Fantasy : Fable III

par Olivier Seguret
publié le 27 décembre 2010 à 13h07

Voici déjà une bonne lune que Fable III est sorti, mais il figure quand même parmi les plus beaux jeux d'aventures disponibles en vue de l'imminent Noël. Dans ce volet, le style graphique évolue légèrement et quelques éléments dans la construction générale de la partie sont modifiés, mais l'essentiel du monde d'Albion est préservé. Seuls changent radicalement les événements et leur déroulement. Situé un peu plus tard historiquement, au seuil d'une révolution industrielle réinterprétée sous les conventions de la fantasy, Fable III propose d'abord au joueur de gagner le pouvoir en menant une révolution dans le royaume puis, dans un deuxième temps, d'exercer ce pouvoir.

Cette seconde dimension crée une sorte de faille rarement vue dans un jeu. Elle voudrait répondre à une vieille utopie du joueur, particulièrement de jeux de rôles : continuer à faire évoluer un monde une fois toutes ses missions achevées et son objectif principal atteint. Le degré d'investissement du gamer dans ces prolongations inhabituelles dépend naturellement de l'attachement presque affectif qu'il aura nourri pour le jeu, les mondes visités et leurs propositions ludiques.

Prestigieuse exclusivité de la Xbox, la série des Fable doit sa réputation à son auteur, le Britannique Peter Molyneux. Cette identification, très rare dans le monde du jeu où règne encore une forme d'anonymat collectif, est à double tranchant. Parce qu'il est bavard et idéaliste, Molyneux fait souvent naître des espoirs exagérés lorsqu'il évoque ses projets, dont l'ambition conceptuelle a toujours été la marque. Mais sa nature mélancolique l'incline aussi vers l'autocritique sincère une fois que les titres sont réalisés et qu'ils n'atteignent pas les buts annoncés. C'est aussi cela qui le rend très sympathique : Molyneux n'est jamais complètement satisfait de lui-même ni de ses œuvres. Pourtant, elles sont souvent très supérieures à la moyenne, comme ce troisième opus de Fable le prouve facilement.

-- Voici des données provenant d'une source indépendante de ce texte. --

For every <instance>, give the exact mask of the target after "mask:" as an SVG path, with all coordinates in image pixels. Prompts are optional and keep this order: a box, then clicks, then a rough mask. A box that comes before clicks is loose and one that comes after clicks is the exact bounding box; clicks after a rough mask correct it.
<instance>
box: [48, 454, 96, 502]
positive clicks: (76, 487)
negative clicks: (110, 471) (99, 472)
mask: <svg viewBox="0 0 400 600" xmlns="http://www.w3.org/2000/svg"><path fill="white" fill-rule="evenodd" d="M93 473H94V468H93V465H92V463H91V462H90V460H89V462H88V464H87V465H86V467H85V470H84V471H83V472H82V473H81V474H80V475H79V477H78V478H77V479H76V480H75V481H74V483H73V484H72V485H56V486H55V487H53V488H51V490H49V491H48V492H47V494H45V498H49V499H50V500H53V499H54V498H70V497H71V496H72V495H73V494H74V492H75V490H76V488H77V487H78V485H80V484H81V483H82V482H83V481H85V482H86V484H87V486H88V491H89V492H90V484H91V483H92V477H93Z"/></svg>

Facile est d'ailleurs le reproche que l'on trouve le plus fréquemment adressé à cet épisode. Trop facile, juge globalement la critique quand elle veut dévaloriser le titre, ce qui est une drôle de manière de concevoir son métier. Que Fable III soit plus accessible que les deux épisodes précédents, sans doute. Mais ce qui a été élagué par Molyneux (essentiellement dans les systèmes de combat et dans les menus interactifs qui permettent au héros de communiquer avec d'autres personnages) ne l'a pas été par hasard : c'est après avoir constaté que dans leur grande majorité les joueurs délaissaient très vite ces options. Ce sont donc eux qui, par leur pratique, ont ouvert le chemin d'une simplification du gameplay de Fable , et l'on est tout à fait en droit de juger que ce streamlining était le bon : l'expérience du joueur s'en retrouve elle aussi fluidifiée.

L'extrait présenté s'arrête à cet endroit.